Since its November 25 ruling for a Roman Catholic diocese that sued the state of New York, SCOTUS has made it clear that religious liberties warrant protection. Before Justice Amy Coney Barrett was confirmed in late October, Chief Justice John Roberts sided with liberal justices who deferred to elected leaders during the COVID-19 pandemic.
Latest Rulings Send Clear Message
Tuesday’s victors include High Plains Harvest Church in the small town of Ault, Colorado. It had sued the state, calling coronavirus-related worship restrictions “overbroad, untailored closure orders” that favored secular businesses. Church lawyers said congregants felt “as though they have stepped through the looking glass into a world where the right to shop for gardening supplies is a favored activity, while meeting as a body to worship God corporately has been relegated to the category of unnecessary.”
With an unsigned order, SCOTUS negated an earlier ruling against High Plains Harvest Church, even though the case has become moot. All churches in Colorado are now categorized as “critical businesses,” according to the attorney general, giving them “the maximum degree of flexibility” under state law.
Also on Tuesday, SCOTUS vacated a lower court order against a priest and a rabbi who’d sued New Jersey regarding attendance limits and a mask mandate. The state’s attorney general unsuccessfully argued that public health orders were “ensuring religious activities receive at least as much protection as secular conduct, if not more.”
Following the decision, Christopher Ferrara, a lawyer representing the clergy members, said, “We are getting a very clear message from the United States Supreme Court that government cannot set up any rules that apply to places of worship, or worship activities, but not to other, comparable secular activities.”

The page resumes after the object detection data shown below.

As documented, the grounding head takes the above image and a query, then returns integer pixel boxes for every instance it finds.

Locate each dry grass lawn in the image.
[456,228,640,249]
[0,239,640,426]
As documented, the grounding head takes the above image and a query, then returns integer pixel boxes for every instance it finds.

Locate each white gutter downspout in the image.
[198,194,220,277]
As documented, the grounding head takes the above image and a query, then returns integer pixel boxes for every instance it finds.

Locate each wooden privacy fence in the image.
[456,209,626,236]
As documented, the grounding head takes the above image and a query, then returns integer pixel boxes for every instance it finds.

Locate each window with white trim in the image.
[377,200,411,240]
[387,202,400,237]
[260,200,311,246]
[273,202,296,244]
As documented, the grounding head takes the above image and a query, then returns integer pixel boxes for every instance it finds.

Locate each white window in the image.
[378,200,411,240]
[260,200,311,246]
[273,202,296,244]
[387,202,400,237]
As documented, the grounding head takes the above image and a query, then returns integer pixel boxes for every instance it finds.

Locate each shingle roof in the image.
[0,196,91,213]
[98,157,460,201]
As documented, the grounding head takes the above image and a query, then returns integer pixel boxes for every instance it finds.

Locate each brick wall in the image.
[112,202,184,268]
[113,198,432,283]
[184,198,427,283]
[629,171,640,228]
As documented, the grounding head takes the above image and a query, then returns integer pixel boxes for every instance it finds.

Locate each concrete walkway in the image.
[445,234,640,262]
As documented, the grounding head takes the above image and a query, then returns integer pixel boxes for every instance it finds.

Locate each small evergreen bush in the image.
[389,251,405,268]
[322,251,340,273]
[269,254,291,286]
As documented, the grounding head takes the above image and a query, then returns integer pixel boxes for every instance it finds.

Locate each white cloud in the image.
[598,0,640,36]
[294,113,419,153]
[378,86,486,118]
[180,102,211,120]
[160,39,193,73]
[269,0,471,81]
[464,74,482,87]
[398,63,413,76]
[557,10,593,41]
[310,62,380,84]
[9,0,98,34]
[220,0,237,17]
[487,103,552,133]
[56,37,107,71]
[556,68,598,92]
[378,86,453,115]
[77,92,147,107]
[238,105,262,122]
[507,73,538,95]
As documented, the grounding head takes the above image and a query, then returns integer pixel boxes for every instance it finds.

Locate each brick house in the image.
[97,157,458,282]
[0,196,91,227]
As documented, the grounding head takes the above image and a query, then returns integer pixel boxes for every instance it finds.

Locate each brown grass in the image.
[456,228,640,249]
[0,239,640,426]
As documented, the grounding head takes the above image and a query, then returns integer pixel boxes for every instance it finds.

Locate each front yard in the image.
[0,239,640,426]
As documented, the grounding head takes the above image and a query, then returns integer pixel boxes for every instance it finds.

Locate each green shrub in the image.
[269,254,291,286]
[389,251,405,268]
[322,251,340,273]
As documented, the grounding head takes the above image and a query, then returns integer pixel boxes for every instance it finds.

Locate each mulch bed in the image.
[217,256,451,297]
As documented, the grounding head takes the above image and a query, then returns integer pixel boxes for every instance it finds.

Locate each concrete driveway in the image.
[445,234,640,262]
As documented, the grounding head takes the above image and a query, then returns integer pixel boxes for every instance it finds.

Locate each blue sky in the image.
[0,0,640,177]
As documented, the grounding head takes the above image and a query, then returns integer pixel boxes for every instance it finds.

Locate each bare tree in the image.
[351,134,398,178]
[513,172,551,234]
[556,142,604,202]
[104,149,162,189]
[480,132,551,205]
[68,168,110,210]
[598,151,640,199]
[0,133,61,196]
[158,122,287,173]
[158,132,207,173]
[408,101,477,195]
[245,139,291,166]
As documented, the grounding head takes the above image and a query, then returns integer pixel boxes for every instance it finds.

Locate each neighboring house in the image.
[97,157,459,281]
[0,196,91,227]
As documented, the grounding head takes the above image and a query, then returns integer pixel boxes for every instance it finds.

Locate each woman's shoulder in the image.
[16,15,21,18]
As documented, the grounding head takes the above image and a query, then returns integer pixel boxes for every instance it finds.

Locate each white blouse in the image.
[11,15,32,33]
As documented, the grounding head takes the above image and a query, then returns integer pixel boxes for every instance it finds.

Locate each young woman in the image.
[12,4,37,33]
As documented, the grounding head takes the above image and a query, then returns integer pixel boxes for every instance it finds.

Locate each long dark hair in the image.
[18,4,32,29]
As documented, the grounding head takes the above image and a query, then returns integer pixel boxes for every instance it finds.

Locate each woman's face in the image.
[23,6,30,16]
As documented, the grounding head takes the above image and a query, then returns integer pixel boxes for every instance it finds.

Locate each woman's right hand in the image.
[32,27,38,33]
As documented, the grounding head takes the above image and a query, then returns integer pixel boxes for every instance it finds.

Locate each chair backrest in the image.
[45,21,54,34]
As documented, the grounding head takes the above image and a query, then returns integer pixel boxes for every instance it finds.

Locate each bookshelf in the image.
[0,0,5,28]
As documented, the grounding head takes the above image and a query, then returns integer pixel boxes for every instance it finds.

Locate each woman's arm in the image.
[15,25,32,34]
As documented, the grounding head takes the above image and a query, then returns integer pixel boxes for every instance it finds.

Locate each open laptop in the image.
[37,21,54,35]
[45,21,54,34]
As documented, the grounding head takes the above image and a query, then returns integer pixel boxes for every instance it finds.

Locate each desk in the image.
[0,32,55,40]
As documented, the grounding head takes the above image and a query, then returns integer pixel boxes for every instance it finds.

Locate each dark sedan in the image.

In a speech last month, conservative Supreme Court Justice Samuel Alito warned that religious liberty was “fast becoming a disfavored right” in America. “We have never before seen restrictions as severe, extensive and prolonged,” he said, saying limits set in 2020 were “previously unimaginable.”
Update on Nevada’s Calvary Chapel of Dayton Valley
In other legal news, the 9th U.S. Circuit Court of Appeals sided with Nevada churches by ruling that state restrictions can’t be tougher for them than for secular businesses. As ChurchLeaders has reported, Calvary Chapel Dayton Valley, east of Reno, was previously unsuccessful in court, leading to uproar about casinos getting preferential treatment.

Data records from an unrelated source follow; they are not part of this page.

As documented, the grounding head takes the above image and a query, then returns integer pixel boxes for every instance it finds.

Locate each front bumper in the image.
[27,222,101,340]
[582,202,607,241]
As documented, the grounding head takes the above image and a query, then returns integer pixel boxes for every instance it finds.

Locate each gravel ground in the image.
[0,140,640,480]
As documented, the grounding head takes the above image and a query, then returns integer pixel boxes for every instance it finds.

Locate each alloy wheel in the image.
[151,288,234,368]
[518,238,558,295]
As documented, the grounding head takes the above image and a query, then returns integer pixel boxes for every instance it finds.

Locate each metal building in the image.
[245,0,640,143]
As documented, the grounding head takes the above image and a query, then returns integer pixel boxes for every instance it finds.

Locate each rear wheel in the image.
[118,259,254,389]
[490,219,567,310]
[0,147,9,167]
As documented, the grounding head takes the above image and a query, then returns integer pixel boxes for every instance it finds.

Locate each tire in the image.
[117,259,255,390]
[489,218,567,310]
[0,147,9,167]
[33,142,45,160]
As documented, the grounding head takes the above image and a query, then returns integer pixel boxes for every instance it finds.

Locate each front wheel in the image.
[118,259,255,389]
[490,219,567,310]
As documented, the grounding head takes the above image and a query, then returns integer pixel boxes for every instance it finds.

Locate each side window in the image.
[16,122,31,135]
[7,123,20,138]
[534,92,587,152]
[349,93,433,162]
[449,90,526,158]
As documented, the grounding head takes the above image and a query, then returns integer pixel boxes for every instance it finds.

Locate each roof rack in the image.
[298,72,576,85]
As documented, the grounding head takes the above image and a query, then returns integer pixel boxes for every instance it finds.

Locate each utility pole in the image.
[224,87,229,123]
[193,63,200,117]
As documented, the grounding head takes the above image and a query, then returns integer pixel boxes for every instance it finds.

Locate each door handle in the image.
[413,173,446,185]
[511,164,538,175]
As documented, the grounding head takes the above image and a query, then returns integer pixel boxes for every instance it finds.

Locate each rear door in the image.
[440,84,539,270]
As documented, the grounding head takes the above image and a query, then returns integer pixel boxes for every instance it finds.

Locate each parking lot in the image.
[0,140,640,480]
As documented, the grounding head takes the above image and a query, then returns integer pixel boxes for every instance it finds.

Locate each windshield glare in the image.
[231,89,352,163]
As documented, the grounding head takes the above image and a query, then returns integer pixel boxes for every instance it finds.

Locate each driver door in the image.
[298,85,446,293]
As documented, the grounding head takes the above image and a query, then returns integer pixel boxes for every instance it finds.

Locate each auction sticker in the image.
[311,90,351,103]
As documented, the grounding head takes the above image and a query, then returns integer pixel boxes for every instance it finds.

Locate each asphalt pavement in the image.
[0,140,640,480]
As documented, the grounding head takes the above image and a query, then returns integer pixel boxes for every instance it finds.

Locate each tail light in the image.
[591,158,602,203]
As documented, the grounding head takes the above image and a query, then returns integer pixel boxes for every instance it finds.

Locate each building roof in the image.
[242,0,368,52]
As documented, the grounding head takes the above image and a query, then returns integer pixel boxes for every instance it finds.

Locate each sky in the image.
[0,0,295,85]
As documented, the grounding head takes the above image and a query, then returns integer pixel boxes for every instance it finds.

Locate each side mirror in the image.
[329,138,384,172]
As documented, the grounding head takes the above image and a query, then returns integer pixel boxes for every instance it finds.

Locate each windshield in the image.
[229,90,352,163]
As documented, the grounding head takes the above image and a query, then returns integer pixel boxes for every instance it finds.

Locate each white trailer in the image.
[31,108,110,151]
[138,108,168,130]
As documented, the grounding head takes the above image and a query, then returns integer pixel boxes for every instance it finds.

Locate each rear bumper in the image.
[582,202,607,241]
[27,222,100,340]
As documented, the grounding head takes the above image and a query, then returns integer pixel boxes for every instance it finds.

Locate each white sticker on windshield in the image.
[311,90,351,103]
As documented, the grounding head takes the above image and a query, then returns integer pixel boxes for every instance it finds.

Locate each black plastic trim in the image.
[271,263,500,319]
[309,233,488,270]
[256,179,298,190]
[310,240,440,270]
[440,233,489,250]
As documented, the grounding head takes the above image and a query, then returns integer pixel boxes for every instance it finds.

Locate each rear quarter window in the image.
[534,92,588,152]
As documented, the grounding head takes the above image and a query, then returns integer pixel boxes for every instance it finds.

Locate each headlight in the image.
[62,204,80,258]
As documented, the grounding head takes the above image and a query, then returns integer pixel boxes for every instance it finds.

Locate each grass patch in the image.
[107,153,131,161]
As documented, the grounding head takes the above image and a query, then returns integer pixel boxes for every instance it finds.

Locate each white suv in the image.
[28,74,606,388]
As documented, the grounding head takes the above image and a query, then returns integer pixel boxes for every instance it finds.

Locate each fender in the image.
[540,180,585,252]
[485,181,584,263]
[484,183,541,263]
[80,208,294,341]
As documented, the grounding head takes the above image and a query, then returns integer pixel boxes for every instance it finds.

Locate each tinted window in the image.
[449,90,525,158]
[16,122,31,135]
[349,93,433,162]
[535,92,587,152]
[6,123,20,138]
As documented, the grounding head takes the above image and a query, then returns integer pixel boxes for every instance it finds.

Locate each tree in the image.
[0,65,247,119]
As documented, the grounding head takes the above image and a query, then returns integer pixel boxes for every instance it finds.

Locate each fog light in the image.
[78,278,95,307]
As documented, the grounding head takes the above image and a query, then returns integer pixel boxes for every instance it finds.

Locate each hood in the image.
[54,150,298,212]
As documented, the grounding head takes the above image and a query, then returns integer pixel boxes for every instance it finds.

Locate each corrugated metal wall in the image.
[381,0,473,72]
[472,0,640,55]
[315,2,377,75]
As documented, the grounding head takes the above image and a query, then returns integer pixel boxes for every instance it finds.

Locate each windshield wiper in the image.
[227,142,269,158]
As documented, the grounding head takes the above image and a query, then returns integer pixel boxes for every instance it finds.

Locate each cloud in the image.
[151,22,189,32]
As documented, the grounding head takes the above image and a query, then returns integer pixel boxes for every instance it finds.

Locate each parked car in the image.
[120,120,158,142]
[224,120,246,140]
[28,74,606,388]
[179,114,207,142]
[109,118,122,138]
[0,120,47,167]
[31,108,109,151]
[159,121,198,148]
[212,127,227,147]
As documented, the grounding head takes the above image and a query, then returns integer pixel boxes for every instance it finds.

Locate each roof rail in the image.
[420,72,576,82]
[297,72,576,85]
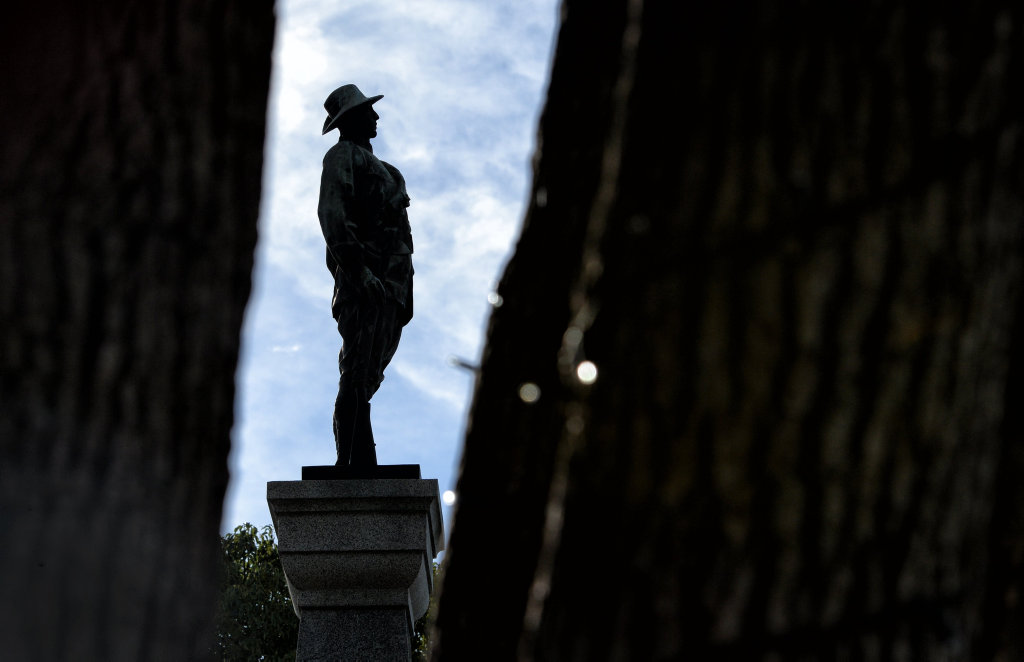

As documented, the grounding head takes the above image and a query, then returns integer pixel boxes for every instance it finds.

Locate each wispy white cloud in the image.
[224,0,557,528]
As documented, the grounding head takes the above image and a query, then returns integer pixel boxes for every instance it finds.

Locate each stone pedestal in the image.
[266,479,444,662]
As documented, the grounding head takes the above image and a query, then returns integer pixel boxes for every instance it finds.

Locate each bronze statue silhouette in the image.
[317,85,413,466]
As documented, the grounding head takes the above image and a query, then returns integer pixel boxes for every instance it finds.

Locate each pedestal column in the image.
[267,479,444,662]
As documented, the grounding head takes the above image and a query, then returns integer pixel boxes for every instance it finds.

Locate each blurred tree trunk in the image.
[434,0,1024,661]
[0,0,273,660]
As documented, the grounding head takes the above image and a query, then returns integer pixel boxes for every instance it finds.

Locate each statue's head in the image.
[324,84,384,138]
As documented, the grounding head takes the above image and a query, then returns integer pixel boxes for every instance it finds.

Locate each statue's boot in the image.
[352,402,377,466]
[334,387,359,466]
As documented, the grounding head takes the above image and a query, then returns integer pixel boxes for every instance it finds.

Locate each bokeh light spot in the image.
[519,381,541,405]
[577,361,597,384]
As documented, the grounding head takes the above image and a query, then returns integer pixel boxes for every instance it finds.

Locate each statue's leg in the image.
[351,392,377,466]
[334,381,359,465]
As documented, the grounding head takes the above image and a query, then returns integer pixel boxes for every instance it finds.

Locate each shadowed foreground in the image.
[434,0,1024,661]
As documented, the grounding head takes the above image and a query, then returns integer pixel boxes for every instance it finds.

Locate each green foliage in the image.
[213,524,299,662]
[213,523,440,662]
[413,563,441,662]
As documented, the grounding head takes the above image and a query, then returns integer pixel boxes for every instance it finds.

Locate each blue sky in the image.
[222,0,558,531]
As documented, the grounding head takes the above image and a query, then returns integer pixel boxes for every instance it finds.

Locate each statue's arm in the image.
[317,148,383,301]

On Tuesday, a three-judge panel said Nevada’s limits had been treating “numerous secular activities and entities significantly better than religious worship services.” Lawyers for the church praised the reversal, saying houses of worship shouldn’t be singled out. “There is no constitutional right to gamble, but there is one that protects attending worship services,” says David Cortman with Alliance Defending Freedom.
Although the 9th Circuit, based in San Francisco, agreed that the wisdom of health experts should be respected, it noted that “even in a pandemic, the Constitution cannot be put away and forgotten.”